キーパー飼育日記

フクの一本角

フク♂(1歳)

 現在とべ動物園では、キュウシュウジカのオス2頭とメス3頭を飼育しています。今回紹介するのは、2024年6月29日に誕生し、先日1歳の誕生日を迎えたフク♂です。
 さて、シカといえば立派な角を思い浮かべませんか?なんと、フクに人生(シカ生)初の角が順調に生えてきています。
 シカの角について少し解説したいと思います。シカの角はオスにしか生えてきません。フクの角は、まだ袋角(ふくろづの)という成長中の状態です。間もなく完成して白くとがった角が袋角を破って出てきます。大抵のシカは、この角が完成すると性格や態度が一変します。気が大きくなり、人間(キーパー)にも向かってくるようになります。フクは大丈夫だろうか?このままおとなしく過ごしてくれたら良いのですが、、、
 さて、フクに生えてきつつある角ですが、今回の角はとても貴重な角です。
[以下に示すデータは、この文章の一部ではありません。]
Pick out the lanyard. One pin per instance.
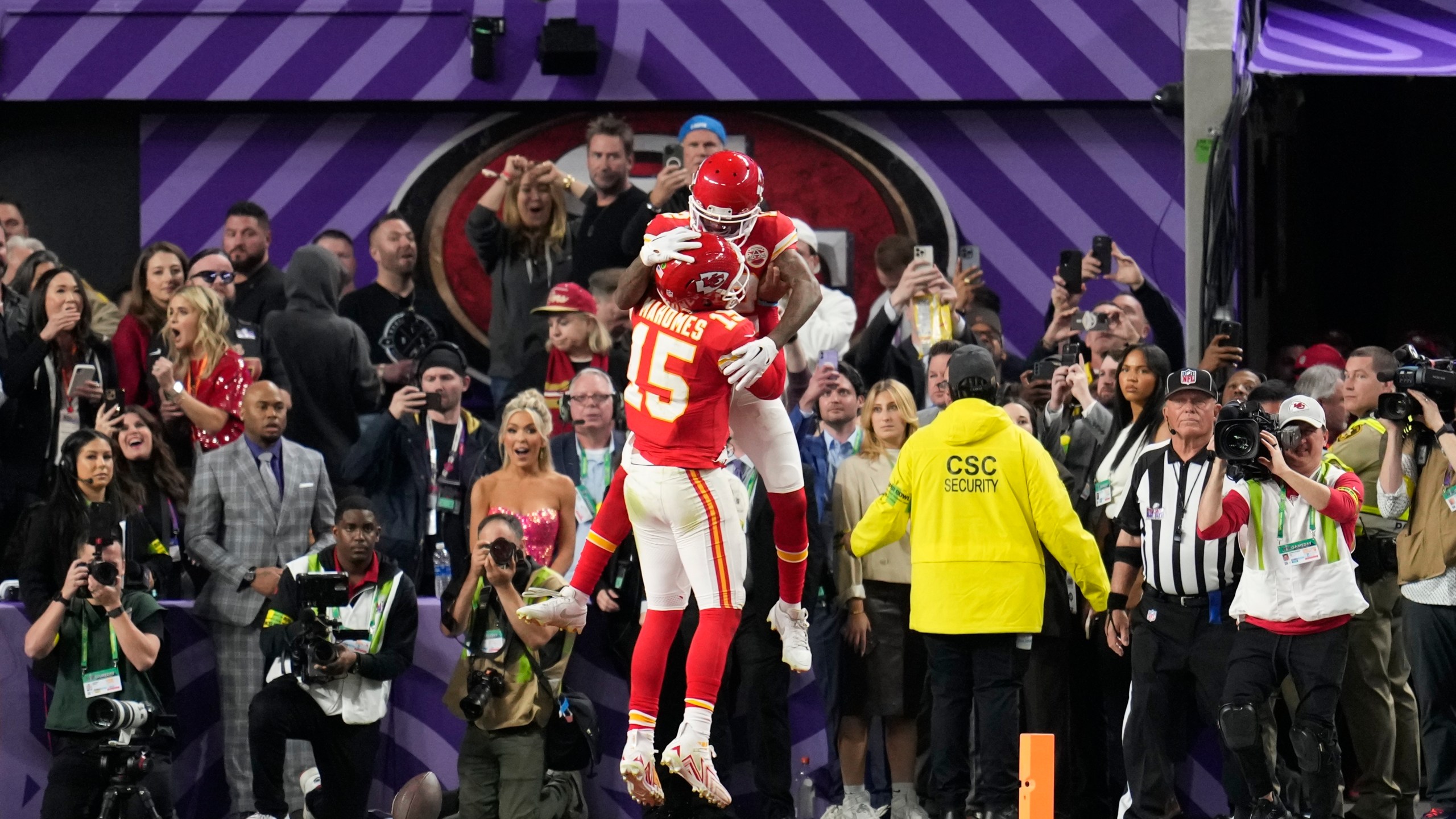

シカの角は、通常1歳の時は枝分かれのない1本角が2本生えてきます。2歳の時は枝分かれが1つ、3歳で枝分かれが2つ、4歳で枝分かれが3つになり先端が4つ出来ます。4歳以上のオスジカの角の形状はこれらを合わせて三叉四尖(さんさよんせん)と言います。通常これが最後の形状変化で、それ以上は枝分かれしません。よってフクの角はオスである証明と、1本角なのは今年だけ!という事になります。
 キュウシュウジカたちは、アジアストリートのノマウマ・シカ舎にいるので、ぜひ一度立ち寄ってフクの今だけの1本角を観察してみて下さい!ちなみに、このような角の形状のシカは、ニホンジカの仲間に多くみられます。外国のシカと比べても面白いですよ!